Réaliser des économies fait partie des arguments pour convaincre les administrations à proposer des interfaces sur le web. Les premiers retours sur investissements se feront sérieusement sentir dans les prochaines années.

Les gouvernements commencent à voir les bénéfices des services en ligne

La mise en place de services administratifs et gouvernementaux en ligne a pour but, en plus de celui d'améliorer la transparence et l'accessibilité, celui de favoriser la réalisation d'économies. Comment ? En réduisant les délais, notamment. Selon ABI Research, ce vœu pieux devrait être réalisé : dans une étude, le cabinet prévoit que ce sont 116 milliards de dollars qui pourraient être épargnés au niveau mondial en 2016. Les investissements alloués devraient eux aussi connaître une croissance proportionnelle : ABI avance la somme de 57 milliards de dollars dans cinq ans, contre 28 en 2010.
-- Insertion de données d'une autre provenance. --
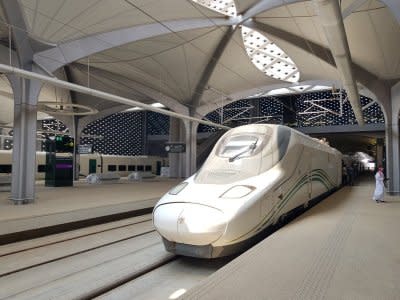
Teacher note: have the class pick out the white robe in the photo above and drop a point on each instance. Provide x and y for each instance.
(379, 187)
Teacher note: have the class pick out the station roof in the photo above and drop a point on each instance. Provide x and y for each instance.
(189, 56)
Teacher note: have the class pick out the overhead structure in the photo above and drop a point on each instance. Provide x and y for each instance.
(88, 91)
(331, 19)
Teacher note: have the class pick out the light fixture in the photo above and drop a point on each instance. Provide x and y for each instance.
(268, 57)
(225, 7)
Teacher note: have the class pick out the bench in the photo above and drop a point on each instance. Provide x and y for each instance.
(95, 178)
(5, 183)
(139, 175)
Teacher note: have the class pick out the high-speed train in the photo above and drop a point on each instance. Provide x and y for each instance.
(255, 175)
(94, 163)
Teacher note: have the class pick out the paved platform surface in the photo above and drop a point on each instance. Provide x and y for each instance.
(346, 247)
(59, 205)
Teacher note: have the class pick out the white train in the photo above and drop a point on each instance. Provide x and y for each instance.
(94, 163)
(255, 175)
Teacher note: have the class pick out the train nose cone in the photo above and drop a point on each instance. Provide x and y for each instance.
(189, 223)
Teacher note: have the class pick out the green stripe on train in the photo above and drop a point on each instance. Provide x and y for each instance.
(318, 175)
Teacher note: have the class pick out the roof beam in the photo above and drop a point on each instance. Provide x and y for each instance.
(356, 4)
(332, 22)
(264, 5)
(323, 53)
(209, 69)
(71, 51)
(100, 94)
(394, 6)
(102, 76)
(15, 19)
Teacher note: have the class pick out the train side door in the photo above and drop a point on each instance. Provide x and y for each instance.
(308, 159)
(92, 166)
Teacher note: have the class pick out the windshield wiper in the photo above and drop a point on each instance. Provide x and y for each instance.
(252, 146)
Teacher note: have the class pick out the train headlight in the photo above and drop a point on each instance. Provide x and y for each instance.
(177, 189)
(238, 191)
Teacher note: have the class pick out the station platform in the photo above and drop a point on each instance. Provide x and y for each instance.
(55, 207)
(345, 247)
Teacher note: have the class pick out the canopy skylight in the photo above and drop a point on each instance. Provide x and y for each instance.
(268, 57)
(226, 7)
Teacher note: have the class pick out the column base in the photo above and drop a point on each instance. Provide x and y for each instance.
(22, 201)
(393, 193)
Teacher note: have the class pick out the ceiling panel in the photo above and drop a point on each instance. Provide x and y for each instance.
(243, 5)
(378, 32)
(163, 10)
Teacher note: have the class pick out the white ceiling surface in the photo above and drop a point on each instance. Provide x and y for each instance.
(172, 64)
(48, 93)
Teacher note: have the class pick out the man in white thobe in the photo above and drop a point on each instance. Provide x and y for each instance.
(379, 186)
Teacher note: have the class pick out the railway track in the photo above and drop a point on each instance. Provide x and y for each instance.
(121, 259)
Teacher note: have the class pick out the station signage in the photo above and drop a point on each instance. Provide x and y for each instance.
(85, 149)
(175, 147)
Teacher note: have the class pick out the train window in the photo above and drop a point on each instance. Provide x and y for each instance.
(243, 145)
(5, 168)
(41, 168)
(112, 168)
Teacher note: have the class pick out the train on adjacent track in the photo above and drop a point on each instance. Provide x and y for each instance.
(94, 163)
(255, 176)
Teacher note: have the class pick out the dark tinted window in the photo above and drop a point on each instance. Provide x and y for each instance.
(41, 168)
(5, 168)
(112, 168)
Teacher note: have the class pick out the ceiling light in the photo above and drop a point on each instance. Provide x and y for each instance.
(268, 57)
(226, 7)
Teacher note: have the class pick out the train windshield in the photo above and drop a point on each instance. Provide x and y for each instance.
(237, 156)
(236, 147)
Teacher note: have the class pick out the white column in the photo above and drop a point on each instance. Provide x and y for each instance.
(26, 93)
(174, 158)
(393, 162)
(191, 147)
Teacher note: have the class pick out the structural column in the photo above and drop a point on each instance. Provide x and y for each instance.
(77, 137)
(379, 152)
(174, 158)
(26, 93)
(191, 147)
(394, 183)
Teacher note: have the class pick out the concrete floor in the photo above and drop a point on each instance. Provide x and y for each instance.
(58, 205)
(346, 247)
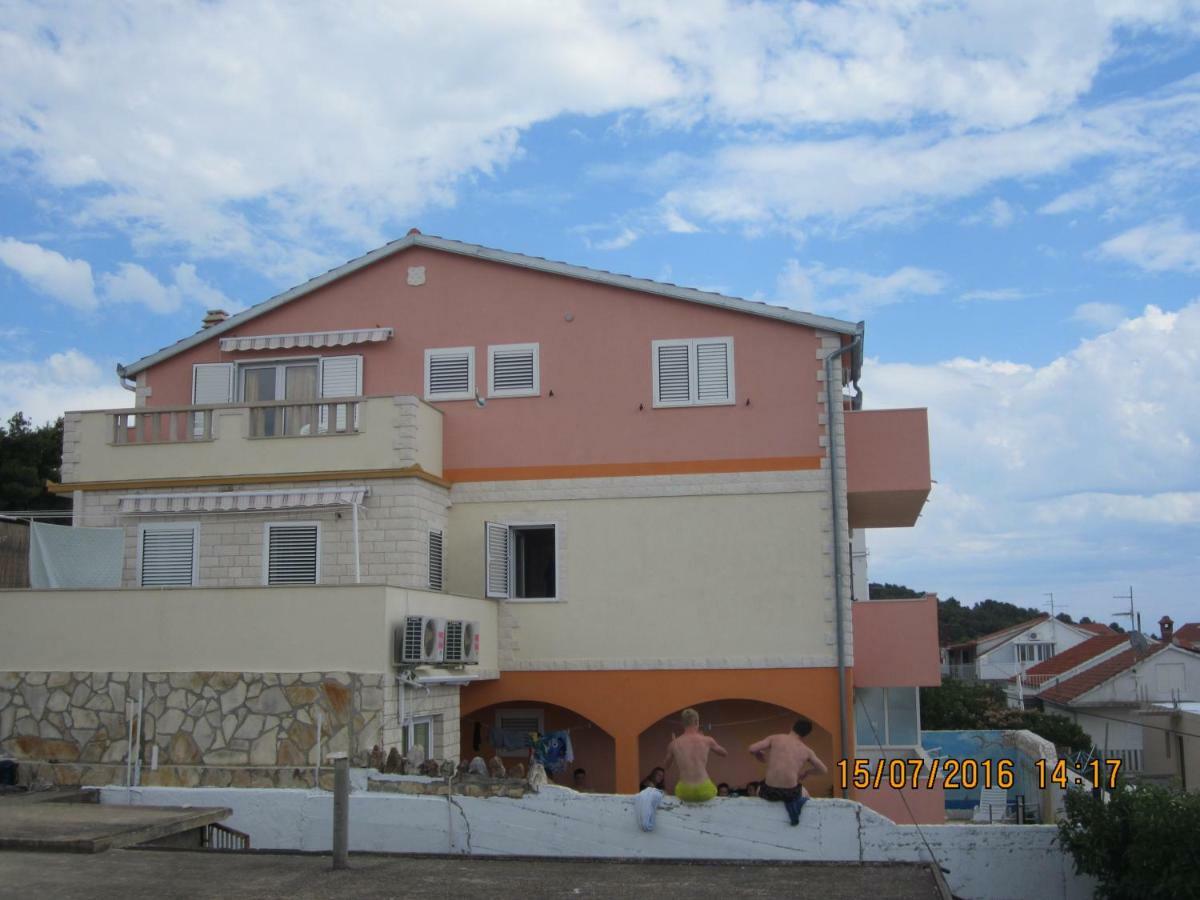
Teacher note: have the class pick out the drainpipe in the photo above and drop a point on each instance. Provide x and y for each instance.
(831, 397)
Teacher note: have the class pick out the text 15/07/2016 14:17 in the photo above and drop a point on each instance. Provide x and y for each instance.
(969, 774)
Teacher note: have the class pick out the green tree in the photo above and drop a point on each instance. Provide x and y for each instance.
(1139, 844)
(29, 457)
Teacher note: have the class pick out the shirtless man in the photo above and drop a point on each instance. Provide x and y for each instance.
(689, 751)
(789, 761)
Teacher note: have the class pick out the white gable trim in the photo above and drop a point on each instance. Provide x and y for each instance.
(508, 258)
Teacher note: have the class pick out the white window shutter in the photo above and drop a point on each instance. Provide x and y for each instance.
(168, 557)
(450, 373)
(292, 553)
(436, 565)
(340, 377)
(714, 371)
(513, 371)
(497, 544)
(672, 373)
(211, 384)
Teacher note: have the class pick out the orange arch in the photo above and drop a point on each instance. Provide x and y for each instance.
(625, 702)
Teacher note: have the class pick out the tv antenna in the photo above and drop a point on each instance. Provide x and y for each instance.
(1053, 605)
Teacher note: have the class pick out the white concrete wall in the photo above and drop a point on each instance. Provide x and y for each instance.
(666, 581)
(293, 629)
(985, 862)
(1002, 663)
(394, 432)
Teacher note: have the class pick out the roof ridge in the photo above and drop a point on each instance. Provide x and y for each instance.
(448, 245)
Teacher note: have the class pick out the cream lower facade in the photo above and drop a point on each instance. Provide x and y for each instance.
(663, 580)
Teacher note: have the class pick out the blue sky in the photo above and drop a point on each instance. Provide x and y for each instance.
(1005, 191)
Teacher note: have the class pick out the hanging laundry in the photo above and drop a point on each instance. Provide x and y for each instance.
(551, 750)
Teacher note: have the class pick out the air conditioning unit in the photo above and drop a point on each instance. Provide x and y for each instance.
(420, 639)
(462, 642)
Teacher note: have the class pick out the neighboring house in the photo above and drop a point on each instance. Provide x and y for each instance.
(1005, 654)
(624, 485)
(1171, 744)
(1023, 689)
(1109, 695)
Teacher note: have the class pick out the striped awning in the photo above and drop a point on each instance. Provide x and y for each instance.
(240, 501)
(306, 339)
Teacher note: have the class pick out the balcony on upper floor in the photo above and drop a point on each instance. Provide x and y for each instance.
(887, 467)
(247, 439)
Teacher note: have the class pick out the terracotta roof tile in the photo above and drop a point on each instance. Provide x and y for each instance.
(1096, 676)
(1078, 655)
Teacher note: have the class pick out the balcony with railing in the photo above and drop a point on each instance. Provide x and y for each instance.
(887, 467)
(263, 438)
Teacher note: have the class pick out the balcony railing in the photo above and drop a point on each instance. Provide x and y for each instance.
(275, 419)
(244, 439)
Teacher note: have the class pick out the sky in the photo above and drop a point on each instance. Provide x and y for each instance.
(1006, 193)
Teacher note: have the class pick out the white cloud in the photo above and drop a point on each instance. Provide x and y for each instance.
(47, 388)
(1158, 246)
(1079, 472)
(178, 126)
(49, 273)
(995, 294)
(844, 292)
(1099, 316)
(133, 285)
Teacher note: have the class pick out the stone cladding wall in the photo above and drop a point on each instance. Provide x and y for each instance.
(240, 729)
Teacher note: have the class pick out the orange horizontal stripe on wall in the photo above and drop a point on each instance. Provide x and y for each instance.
(622, 469)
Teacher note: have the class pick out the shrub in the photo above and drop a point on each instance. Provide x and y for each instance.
(1140, 844)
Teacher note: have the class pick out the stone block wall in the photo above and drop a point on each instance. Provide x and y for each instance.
(394, 526)
(241, 729)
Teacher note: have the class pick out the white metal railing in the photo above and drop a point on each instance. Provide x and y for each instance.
(273, 419)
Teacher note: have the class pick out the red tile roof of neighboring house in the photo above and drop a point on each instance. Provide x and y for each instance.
(1096, 676)
(1014, 629)
(1078, 655)
(1189, 635)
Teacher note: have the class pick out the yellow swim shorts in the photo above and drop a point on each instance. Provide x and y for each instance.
(696, 793)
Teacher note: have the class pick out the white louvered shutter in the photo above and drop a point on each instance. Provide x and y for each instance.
(435, 561)
(497, 541)
(292, 553)
(450, 373)
(713, 372)
(211, 384)
(513, 371)
(672, 373)
(168, 557)
(340, 377)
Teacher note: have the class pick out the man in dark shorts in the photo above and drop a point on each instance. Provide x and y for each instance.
(789, 761)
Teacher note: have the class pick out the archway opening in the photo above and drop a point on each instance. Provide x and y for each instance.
(489, 731)
(736, 724)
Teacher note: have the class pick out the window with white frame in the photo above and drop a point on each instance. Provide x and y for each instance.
(418, 730)
(693, 372)
(1033, 652)
(167, 555)
(521, 561)
(450, 373)
(515, 723)
(887, 717)
(514, 371)
(291, 552)
(436, 561)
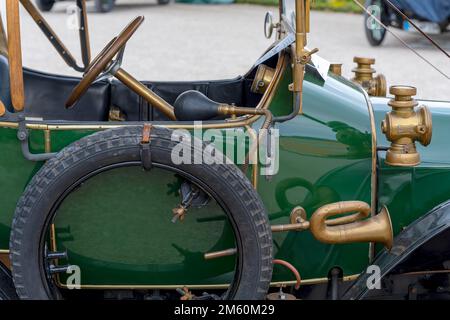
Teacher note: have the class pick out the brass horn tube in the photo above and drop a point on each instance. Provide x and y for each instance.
(376, 229)
(146, 93)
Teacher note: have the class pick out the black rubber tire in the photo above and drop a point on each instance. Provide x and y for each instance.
(373, 40)
(7, 291)
(45, 5)
(122, 145)
(104, 6)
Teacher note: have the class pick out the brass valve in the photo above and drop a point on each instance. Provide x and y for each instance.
(375, 86)
(404, 125)
(336, 68)
(263, 77)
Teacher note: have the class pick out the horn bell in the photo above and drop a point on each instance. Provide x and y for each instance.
(357, 227)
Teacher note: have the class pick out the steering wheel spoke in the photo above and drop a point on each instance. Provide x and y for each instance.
(103, 60)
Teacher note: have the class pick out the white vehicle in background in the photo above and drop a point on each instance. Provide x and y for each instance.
(100, 5)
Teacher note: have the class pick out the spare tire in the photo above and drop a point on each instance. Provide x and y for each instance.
(75, 164)
(7, 291)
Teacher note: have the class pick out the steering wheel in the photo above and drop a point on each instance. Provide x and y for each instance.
(102, 62)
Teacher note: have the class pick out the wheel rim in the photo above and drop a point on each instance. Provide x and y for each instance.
(50, 285)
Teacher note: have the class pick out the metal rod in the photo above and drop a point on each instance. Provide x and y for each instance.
(3, 41)
(15, 55)
(334, 273)
(220, 254)
(291, 227)
(51, 35)
(85, 43)
(146, 93)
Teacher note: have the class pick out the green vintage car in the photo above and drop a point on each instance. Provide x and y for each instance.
(288, 182)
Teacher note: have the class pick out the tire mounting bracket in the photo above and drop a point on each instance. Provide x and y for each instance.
(146, 155)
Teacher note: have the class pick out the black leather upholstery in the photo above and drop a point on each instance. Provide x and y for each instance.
(224, 91)
(46, 94)
(45, 97)
(5, 93)
(193, 105)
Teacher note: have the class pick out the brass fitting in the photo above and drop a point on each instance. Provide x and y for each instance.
(263, 78)
(375, 86)
(404, 125)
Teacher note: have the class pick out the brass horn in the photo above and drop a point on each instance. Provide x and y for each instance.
(357, 227)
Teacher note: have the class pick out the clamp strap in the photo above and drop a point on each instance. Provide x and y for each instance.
(146, 155)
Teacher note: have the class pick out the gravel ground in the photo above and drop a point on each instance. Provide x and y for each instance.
(191, 42)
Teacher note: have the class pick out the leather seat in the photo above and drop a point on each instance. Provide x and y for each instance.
(193, 105)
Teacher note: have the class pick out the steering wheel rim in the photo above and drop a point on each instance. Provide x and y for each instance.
(101, 61)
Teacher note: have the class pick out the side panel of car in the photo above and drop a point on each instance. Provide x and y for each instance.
(325, 156)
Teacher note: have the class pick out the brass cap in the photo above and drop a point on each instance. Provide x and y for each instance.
(361, 60)
(2, 109)
(403, 97)
(403, 91)
(336, 68)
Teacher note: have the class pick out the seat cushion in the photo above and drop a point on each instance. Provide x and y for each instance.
(46, 95)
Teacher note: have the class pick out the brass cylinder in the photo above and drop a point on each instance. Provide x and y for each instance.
(358, 228)
(364, 75)
(263, 78)
(405, 125)
(146, 93)
(336, 68)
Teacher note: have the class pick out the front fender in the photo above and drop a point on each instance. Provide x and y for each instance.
(431, 225)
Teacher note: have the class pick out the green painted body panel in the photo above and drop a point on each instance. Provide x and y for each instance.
(117, 226)
(412, 191)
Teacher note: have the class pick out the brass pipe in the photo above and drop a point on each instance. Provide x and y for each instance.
(220, 254)
(375, 229)
(291, 227)
(146, 93)
(3, 41)
(232, 110)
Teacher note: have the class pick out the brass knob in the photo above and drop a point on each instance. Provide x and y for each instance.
(364, 70)
(336, 68)
(404, 125)
(364, 75)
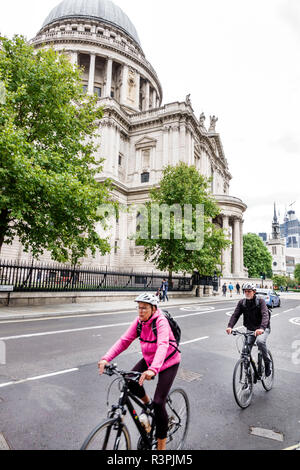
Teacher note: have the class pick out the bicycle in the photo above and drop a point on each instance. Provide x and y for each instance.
(248, 372)
(113, 434)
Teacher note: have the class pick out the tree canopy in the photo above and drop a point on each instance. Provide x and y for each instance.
(187, 239)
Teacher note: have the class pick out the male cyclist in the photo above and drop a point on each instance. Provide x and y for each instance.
(160, 356)
(256, 318)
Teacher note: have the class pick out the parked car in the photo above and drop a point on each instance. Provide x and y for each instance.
(271, 298)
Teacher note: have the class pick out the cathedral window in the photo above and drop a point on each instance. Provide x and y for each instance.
(146, 158)
(145, 177)
(97, 91)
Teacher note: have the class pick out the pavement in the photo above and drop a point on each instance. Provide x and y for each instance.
(70, 309)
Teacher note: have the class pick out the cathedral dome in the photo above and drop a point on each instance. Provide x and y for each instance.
(102, 10)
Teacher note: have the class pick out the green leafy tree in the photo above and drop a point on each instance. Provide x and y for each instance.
(48, 193)
(297, 273)
(183, 185)
(256, 256)
(279, 281)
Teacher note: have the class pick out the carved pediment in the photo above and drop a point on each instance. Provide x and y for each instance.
(145, 142)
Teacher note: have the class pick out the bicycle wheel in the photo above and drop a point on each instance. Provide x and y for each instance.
(108, 435)
(178, 409)
(268, 381)
(242, 384)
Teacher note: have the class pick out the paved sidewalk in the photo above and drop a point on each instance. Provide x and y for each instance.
(17, 313)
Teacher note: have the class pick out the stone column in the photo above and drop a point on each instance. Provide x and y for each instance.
(147, 96)
(165, 146)
(124, 86)
(226, 252)
(108, 78)
(154, 99)
(74, 58)
(92, 74)
(242, 247)
(182, 142)
(236, 246)
(137, 90)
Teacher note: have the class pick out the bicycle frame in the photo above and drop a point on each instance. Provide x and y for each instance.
(246, 357)
(125, 402)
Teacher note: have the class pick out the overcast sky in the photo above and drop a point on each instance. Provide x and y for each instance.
(239, 60)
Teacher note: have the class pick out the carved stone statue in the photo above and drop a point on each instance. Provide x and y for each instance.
(202, 120)
(213, 121)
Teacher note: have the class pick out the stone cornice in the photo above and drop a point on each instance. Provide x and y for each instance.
(105, 44)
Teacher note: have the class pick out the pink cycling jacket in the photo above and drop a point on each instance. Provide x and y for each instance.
(153, 353)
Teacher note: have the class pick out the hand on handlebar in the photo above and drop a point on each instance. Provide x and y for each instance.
(147, 375)
(101, 366)
(259, 332)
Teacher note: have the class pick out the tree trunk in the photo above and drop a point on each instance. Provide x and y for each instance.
(3, 225)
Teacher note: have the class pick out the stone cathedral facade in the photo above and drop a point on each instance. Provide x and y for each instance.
(139, 134)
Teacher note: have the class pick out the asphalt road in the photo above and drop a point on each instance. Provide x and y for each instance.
(51, 395)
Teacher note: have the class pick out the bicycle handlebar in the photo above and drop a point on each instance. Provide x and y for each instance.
(111, 369)
(236, 332)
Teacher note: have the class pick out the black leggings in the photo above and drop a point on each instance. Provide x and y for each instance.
(165, 381)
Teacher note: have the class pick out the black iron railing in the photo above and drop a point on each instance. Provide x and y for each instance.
(52, 277)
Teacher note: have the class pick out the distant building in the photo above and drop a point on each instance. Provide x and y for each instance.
(277, 248)
(263, 236)
(290, 230)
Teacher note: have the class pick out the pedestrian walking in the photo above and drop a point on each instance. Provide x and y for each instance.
(230, 287)
(164, 287)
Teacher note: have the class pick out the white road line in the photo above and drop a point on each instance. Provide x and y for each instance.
(113, 325)
(74, 330)
(38, 377)
(194, 340)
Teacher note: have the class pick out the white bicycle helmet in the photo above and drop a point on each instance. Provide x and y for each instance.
(249, 286)
(147, 298)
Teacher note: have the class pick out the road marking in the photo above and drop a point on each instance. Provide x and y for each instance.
(295, 321)
(198, 313)
(267, 433)
(295, 447)
(74, 330)
(197, 308)
(38, 377)
(58, 316)
(3, 443)
(194, 340)
(112, 325)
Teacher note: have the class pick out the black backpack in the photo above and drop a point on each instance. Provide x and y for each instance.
(174, 327)
(257, 303)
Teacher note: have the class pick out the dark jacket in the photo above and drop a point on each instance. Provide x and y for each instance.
(255, 317)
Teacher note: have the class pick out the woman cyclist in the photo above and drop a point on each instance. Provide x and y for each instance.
(160, 357)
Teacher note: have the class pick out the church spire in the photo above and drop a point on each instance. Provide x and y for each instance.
(275, 225)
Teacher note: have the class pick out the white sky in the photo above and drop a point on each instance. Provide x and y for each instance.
(239, 60)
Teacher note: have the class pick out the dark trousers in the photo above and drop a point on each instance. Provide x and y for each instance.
(165, 381)
(261, 342)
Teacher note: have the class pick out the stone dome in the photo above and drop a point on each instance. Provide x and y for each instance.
(102, 10)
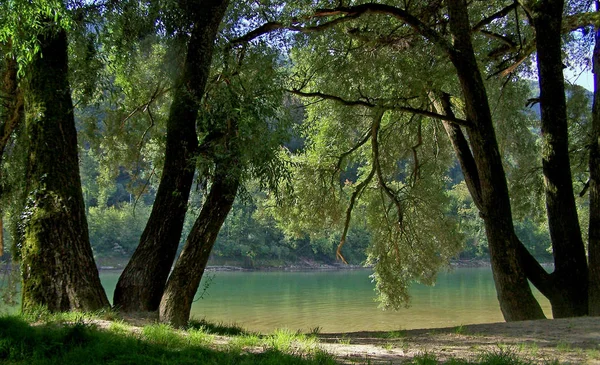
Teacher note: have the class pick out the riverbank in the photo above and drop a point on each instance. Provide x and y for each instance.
(303, 265)
(72, 338)
(560, 341)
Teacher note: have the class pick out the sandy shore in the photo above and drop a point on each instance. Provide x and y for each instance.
(568, 341)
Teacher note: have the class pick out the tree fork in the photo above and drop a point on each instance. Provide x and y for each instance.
(514, 294)
(176, 302)
(570, 278)
(141, 284)
(58, 269)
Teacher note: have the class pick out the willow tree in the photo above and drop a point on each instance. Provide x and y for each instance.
(141, 284)
(455, 41)
(57, 265)
(243, 121)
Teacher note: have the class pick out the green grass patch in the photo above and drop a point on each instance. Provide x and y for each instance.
(217, 328)
(81, 343)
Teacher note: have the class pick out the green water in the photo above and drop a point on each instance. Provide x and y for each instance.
(341, 301)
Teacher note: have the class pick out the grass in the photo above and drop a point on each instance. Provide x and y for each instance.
(501, 356)
(58, 340)
(72, 338)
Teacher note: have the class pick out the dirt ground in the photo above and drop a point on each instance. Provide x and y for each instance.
(570, 341)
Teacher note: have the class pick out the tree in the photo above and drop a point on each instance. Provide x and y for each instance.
(594, 190)
(57, 265)
(479, 154)
(141, 284)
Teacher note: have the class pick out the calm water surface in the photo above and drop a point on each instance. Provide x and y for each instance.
(341, 301)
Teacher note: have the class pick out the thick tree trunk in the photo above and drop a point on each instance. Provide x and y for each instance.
(141, 284)
(57, 263)
(514, 294)
(569, 296)
(594, 189)
(184, 280)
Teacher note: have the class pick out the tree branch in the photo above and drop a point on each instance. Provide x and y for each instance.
(359, 188)
(375, 149)
(370, 104)
(347, 13)
(497, 15)
(463, 154)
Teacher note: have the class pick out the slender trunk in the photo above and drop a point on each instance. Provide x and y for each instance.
(183, 282)
(141, 284)
(514, 294)
(594, 189)
(570, 278)
(57, 263)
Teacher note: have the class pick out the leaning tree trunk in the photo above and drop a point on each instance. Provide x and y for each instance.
(141, 284)
(56, 257)
(594, 189)
(514, 294)
(569, 296)
(183, 282)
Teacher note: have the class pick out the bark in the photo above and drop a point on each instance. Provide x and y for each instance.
(57, 263)
(463, 153)
(183, 283)
(594, 189)
(141, 284)
(569, 296)
(514, 294)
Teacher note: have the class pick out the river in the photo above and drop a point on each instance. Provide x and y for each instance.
(341, 301)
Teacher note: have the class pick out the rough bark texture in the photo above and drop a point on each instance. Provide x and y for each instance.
(514, 294)
(569, 296)
(57, 263)
(141, 284)
(594, 189)
(463, 152)
(183, 282)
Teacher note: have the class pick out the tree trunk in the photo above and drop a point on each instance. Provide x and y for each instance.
(594, 189)
(514, 294)
(57, 263)
(141, 284)
(184, 280)
(569, 296)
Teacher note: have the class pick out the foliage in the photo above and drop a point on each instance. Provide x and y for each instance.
(80, 342)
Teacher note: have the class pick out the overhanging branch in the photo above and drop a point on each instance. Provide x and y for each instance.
(370, 104)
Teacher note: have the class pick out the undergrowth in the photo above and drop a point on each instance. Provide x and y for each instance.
(78, 342)
(72, 338)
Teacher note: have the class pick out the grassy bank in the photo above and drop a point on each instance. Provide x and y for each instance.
(75, 338)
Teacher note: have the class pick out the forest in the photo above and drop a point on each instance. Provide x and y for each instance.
(396, 134)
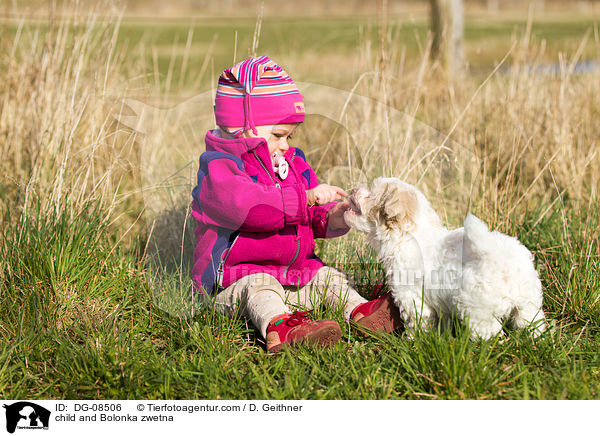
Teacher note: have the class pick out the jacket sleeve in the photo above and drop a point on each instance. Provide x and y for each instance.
(229, 198)
(317, 215)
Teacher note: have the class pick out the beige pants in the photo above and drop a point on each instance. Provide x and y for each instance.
(260, 297)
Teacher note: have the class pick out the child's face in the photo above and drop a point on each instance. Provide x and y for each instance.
(276, 136)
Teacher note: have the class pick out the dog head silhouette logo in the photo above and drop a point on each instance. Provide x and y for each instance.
(26, 415)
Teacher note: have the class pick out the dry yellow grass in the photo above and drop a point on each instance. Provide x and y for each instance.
(520, 139)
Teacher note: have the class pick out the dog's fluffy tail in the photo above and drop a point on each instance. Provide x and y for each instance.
(476, 232)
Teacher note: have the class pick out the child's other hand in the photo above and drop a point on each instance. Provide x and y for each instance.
(335, 216)
(324, 193)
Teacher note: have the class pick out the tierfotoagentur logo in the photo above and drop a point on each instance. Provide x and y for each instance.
(25, 415)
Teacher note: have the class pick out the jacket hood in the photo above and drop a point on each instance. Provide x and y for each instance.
(236, 146)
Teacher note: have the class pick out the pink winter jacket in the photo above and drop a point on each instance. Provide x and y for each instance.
(250, 221)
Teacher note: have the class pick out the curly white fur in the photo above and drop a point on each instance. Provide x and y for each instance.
(482, 277)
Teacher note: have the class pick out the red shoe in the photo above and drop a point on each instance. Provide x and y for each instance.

Un marché encore fragmenté

Cela notamment afin de répondre aux attentes des utilisateurs, dont le nombre devrait tripler sur la période. Reste que cette situation ne doit pas cacher le fait qu'il reste d'importantes disparités entre les pays : le marché est aujourd'hui très fragmenté, et le niveau d'implémentation et de succès des initiatives varie en fonction des pays et même des régions. "Initialement, la plupart des initiatives se déroulent dans les pays dits développés", note à ce sujet Phil Sealy, analyste pour le cabinet.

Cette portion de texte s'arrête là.